When I try to add a second LSTM layer to my model I get the following error message: "Input 0 is incompatible with layer lstm_2: expected ndim=3, found ndim=2".
I also get the same message when return_sequences is set to True. I would like it to be True, but it only works when set to False. I have tried Keras Reshape with no luck.
Any help would be greatly appreciated, thanks!
# X is a 3D array with roughly 1000 2D arrays of size (n_steps, n_features)
X = X.reshape((X.shape[0], X.shape[1], n_features))
# setup model
model = Sequential()
lstmSize = 32
dropout = 0.2
denseSize = 1
returnSequences = False # doesn't work when set to True
model.add(LSTM(lstmSize, activation='relu', return_sequences=returnSequences, input_shape=(n_steps, n_features)))

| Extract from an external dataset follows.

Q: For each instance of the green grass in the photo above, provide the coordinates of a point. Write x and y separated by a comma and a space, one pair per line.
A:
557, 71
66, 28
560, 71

model.add(Dropout(dropout))
model.add(LSTM(lstmSize, activation='relu', return_sequences=returnSequences, input_shape=(n_steps, n_features))) # error here
model.add(Dropout(dropout))
model.add(Dense(denseSize, activation='softmax'))
model.compile(optimizer='adam', loss='mse')
model.fit(X, y, batch_size=None, epochs=700, verbose=0)
The output works when I only have 1 LSTM layer or return_sequences = False but gives the error 'Input 0 is incompatible with layer lstm_2: expected ndim=3, found ndim=2' otherwise.